Will you have a higher probability of making it after one year? Yes."
The bottom line is that you attempted to make it sound like a 70% commission with chargebacks coming from renewals, was a financially better move than 100%+ with chargebacks upfront. You even went as far as to say "crunch the numbers" and "you'll be surprised'
Well I did crunch some numbers and I'm surprised that anyone would take that deal. You also didn't answer my question concerning renewals. I'm guessing that's because they're probably in the 2%-4% range?
So tell us about this great lead program that's worth a 40% pay cut? I don't know about you, but for 40% of my income, I can generate more leads than I could ever possibly work running 24x7. And that doesn't include the referrals I pull.
"Crunch the numbers and you'll be surprised" is to illustrate how much easier it is to survive when you don't have full charge backs. I NEVER said a lower comm. % makes you more $$ as that's mathematically impossible. I understand you NOT understanding this simple math concept since you never saw the 6th grade or beyond.
The standard FE lead touting "$225 Soc. Sec. death benefit" will easily cost $25-$40 each. How? $400 cost to drop 1000 piece mailer yielding a 1%-1.5% return ( if lucky). $400 /10 returns = $40/lead cost. $400/15 returns = $26.67.
Even if you have a discount on your mail drop (say you are dropping 50K pieces) and only pay $350 the lead costs would be $350/10 returns = $35 each. $350/15 returns = $23.33.
Now CRUNCH the above equations with only a .8% return or a .5% return and the lead costs are astronomical! 5-8 returns on a 1000 pc. mailer happens quite a bit. Of course you seem not to know that, yet you boast you would have more leads than you could work 24/7. LOL!
The FE leads we have been working have a much lower response rate as they don't even mention "$225 Soc. Sec. death benefit" nor do they mention "free information". Our piece talks about how expensive funerals are ,etc. and also say "if you would like to get a whole life policy to mail the card back in". Are you even familiar with FE direct mail pieces and the duifferent wording that is used?
Getting back to you quoting my 2 quotes up above in itallics...yes if full charge backs with a higher comm. knock you out of the game after say 6 months, and NOT having full charge backs with a lower comm. keeps you in the game past 6 months..say another 6 months or even much longer..then who made more $$$? Since your comprehension skills are lacking I'll explain it for you...it's the agent WITHOUT the full charge backs at the lower comm.

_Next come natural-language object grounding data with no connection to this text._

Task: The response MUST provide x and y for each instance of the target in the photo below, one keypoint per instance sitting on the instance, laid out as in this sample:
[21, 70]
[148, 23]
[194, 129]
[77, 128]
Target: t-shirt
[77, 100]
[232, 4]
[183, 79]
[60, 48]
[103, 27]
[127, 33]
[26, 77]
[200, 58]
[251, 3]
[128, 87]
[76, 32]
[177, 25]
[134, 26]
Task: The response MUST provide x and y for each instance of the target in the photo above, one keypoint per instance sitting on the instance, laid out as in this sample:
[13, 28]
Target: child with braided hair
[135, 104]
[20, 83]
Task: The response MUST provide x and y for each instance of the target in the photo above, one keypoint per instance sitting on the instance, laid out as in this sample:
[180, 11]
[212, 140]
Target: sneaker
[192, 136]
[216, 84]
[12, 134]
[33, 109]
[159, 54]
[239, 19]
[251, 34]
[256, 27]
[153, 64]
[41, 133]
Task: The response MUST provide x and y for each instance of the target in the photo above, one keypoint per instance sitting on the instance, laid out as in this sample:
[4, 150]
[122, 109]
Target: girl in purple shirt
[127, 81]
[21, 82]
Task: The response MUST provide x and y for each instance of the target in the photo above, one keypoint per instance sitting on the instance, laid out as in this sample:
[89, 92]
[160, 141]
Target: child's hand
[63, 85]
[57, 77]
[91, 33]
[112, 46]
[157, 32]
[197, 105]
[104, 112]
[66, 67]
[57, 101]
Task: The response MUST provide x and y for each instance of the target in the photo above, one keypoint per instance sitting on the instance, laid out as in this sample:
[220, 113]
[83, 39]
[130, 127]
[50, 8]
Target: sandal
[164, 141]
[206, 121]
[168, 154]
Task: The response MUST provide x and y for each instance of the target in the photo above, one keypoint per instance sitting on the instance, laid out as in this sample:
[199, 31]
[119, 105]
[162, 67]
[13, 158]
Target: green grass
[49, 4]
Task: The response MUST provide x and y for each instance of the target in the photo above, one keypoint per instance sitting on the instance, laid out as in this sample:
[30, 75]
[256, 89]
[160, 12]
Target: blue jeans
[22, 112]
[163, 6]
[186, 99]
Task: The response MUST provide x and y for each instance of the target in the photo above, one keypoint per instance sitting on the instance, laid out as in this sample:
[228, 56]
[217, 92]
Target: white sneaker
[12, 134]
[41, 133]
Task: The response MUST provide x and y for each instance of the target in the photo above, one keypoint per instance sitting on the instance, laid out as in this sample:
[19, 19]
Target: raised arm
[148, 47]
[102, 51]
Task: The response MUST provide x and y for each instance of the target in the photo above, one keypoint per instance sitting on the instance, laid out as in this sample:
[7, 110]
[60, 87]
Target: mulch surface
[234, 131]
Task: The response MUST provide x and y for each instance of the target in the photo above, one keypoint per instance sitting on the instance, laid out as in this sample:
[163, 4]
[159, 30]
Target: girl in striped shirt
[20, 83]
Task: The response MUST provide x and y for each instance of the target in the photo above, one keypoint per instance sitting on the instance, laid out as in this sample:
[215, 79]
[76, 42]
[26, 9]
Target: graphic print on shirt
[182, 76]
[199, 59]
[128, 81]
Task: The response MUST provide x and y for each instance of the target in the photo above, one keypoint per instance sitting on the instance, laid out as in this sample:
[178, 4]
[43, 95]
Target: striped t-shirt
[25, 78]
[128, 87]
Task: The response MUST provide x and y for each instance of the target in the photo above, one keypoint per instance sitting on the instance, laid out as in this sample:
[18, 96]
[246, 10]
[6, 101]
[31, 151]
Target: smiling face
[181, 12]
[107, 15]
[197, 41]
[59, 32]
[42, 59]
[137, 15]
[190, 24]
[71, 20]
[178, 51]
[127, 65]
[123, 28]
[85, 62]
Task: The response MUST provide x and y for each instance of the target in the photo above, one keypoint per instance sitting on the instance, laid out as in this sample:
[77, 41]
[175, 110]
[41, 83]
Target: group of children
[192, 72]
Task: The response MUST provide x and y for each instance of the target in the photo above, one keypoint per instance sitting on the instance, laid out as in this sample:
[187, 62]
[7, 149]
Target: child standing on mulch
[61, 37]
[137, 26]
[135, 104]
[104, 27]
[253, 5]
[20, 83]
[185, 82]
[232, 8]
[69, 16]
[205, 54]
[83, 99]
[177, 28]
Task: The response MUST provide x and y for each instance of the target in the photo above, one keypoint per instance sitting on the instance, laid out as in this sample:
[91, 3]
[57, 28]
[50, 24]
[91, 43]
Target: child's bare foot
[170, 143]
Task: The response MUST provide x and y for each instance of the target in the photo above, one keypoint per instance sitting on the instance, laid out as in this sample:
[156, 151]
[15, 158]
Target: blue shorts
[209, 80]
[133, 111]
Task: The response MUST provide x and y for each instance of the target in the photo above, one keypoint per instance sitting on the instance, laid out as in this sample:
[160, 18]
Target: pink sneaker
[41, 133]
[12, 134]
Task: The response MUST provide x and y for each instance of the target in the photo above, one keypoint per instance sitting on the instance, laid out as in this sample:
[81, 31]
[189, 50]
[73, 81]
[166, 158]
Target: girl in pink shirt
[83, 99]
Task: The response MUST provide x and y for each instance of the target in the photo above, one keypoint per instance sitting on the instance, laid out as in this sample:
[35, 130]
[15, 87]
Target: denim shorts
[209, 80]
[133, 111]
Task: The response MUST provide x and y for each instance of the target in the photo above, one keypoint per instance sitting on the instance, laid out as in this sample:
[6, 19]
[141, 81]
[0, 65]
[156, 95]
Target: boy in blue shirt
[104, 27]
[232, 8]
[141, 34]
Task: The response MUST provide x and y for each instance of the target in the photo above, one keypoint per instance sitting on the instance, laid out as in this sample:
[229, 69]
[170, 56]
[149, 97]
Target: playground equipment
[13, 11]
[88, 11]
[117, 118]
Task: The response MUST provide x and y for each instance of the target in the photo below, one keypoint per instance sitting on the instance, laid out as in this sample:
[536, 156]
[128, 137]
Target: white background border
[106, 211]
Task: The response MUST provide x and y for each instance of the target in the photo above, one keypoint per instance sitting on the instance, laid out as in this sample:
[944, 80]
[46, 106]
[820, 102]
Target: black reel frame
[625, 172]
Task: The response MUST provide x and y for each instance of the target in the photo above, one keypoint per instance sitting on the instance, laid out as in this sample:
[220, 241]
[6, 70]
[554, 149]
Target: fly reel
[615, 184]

Of course if the agent has the financial ability to withstand full charge backs and have $1k-$3k tied up ALL THE TIME to keep their pipeline of leads full then your argument would have some merit to it. Of course if you were recruiting you would tie even more $$$ keeping all your sub agents busy with 20+ leads per week.
I think you still need to work a little more on your COMPREHENSION of the English language but your GRAMMAR has showed dramatic improvement. Good job.